Draft awal dari artikel 6, no. 2 ICCPR memuat klausa yang berbunyi: "In countries where capital punishment exists . . .", namun di kemudian hari intonasi positif dari klausa ini digantikan dengan intonasi negatif seperti yang saya cantumkan pada paragraf di atas.
Intonasi negatif pada klausa tersebut dianggap lebih tepat karena memberikan kesan bahwa peniadaan hukuman mati merupakan opsi mayor sedangkan negara-negara yang masih menerapkannya memilih opsi minor. Artinya, pengubahan intonasi ini sekaligus memuat harapan bahwa penghapusan hukuman mati bagi semua jenis kejahatan akan semakin diadopsi oleh banyak negara.
Menariknya, selain muatan makna dan harapan di atas, intonasi negatif dari klausa tersebut juga dianggap mengimplikasikan bahwa artikel 6 no. 2 ICCPR tidak ditujukan bagi negara-negara yang sudah menghapuskan hukuman mati sama sekali (complete abolitionists). Dan karena itu pula, implikasi intonasi negatif dari klausa tersebut adalah bahwa negara-negara yang sudah menghapuskan hukuman mati sama sekali tidak diperbolehkan untuk menerapkan hukuman mati itu kembali di kemudian hari.

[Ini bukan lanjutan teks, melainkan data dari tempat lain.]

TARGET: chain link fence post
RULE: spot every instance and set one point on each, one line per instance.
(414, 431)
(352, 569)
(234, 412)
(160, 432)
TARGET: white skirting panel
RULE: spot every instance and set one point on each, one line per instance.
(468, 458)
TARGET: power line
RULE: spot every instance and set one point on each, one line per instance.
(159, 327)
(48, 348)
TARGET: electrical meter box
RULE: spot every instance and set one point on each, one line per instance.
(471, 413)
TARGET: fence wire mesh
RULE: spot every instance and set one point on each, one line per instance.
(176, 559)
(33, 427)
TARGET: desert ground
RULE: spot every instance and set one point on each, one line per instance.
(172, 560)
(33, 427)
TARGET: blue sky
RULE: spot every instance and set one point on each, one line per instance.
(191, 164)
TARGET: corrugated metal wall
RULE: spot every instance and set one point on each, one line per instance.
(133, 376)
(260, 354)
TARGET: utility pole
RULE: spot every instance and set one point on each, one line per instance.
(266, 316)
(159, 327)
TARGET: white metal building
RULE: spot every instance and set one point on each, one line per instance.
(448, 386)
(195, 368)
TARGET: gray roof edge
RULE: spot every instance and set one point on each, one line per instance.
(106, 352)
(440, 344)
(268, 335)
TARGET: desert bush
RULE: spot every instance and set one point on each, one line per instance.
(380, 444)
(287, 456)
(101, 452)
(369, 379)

Sebelum menarik inferensi logisnya, kita perlu menyimak kembali yurisprudensi HAM internasional berkait penyempitan makna klausa "the most serious crimes". Menurut yurisprudensi tersebut, kasus narkoba tidak dapat dimasukkan ke dalam pemaknaan akan klausa "the most serious crimes", maka jenis kejahatan ini tidak boleh diganjar dengan hukuman mati.
Poin saya adalah jika kita menerima novel interpretation akan klausa "the most serious crimes" di atas, lalu membatalkan pelaksanaan hukuman mati terhadap para terpidana mati kasus "Bali Nine" yang belum dieksekusi sekarang, maka kita akan berhadapan dengan implikasi yang tidak kita inginkan di kemudian hari.
Implikasi yang saya maksudkan adalah klausa "the most serious crimes" muncul tepat sesudah klausa "In countries which have not abolished the death penalty". Menurut Schabas, jika sebuah jenis kejahatan spesifik telah tereliminasi dari makna klausa "the most serious crimes", dan karenanya tidak menerima hukuman mati sebagai ganjarannya, maka di kemudian hari jenis kejahatan spesifik itu tidak dapat lagi diganjar dengan hukuman mati. Mengapa? Karena klausa "the most serious crimes" mengasumsikan pemaknaan klausa "In countries which have not abolished the death penalty".
Dalam terang tafsir di atas, seruan PBB sebenarnya bukan berarti bahwa pemerintah Indonesia jangan menerapkan hukuman mati untuk kasus "Bali Nine" saja, dan untuk kasus-kasus narkoba berikutnya hukuman mati masih boleh dijalankan. Tidak begitu!